Those familiar with the families we serve at Warren Village understand that homelessness and poverty have far-reaching impacts – even into future generations. This truth was magnified by the recent Denver Post investigative article – Homeless Students – that shed light on the physical, psychological and emotional effects of homelessness on school-aged children. Without stable housing, nutritious food, clean clothing and transportation, homeless children are frequently absent from school, transfer schools, perform more poorly on tests, are left back and have lower graduation rates. As a result, poverty and homelessness are often a cyclical, “double-generation” experience for children without housing stability.
So, what is the solution? How do we as a community adequately address these challenges? A “two-generation” approach to breaking cyclical poverty and homelessness is most effective because it focuses on creating opportunities for addressing the needs of both vulnerable parents and children together.
Early indications from emerging “two-generation” approaches highlight the importance of “mutual motivation” when both parents and children have access to opportunities. For many homeless single parent families, obtaining postsecondary education in order to make family-supporting wages is out of reach. For children experiencing homelessness, academic success and the ability to be self-sufficient in the future is uncertain.

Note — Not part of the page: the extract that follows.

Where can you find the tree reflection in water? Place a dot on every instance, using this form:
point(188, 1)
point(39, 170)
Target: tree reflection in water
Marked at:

This could have been the destiny of Espoire Bahati who lived at Warren Village in 2012 with his mother and two siblings. You may have heard me mention his story before. Espoire and his family immigrated to the United States from Africa after having lived in a Kenyan refugee camp for seven years to escape the Democratic Republic of the Congo where Rwandan terrorists shot and killed Espoire’s father and the three youngest children. His mother was critically injured, and although she lived, she was unable to work. During his first year in the United States, Espoire learned to speak and write English well enough to become a tutor for other students at East High School all while helping to support his mother and two younger siblings. Warren Village was able to be part of the journey for this family – providing stable housing and opportunities.
Without access to Warren Village’s “two-generation” program, Espoire may have been destined for a life of poverty and homelessness. Instead, Espoire was awarded a prestigious Daniels Scholarship. The award provided him a full-ride scholarship to any college of his choice. And while he was accepted into nine universities, he chose CU Boulder.
As a community, we can break cyclical poverty and homelessness by ensuring that single parents and their children have their basic needs met so they can build the capacity for higher earning power and ultimately self-sufficiency.
Your support of our program is a critcal part of our efforts. Thank you for your ongoing help!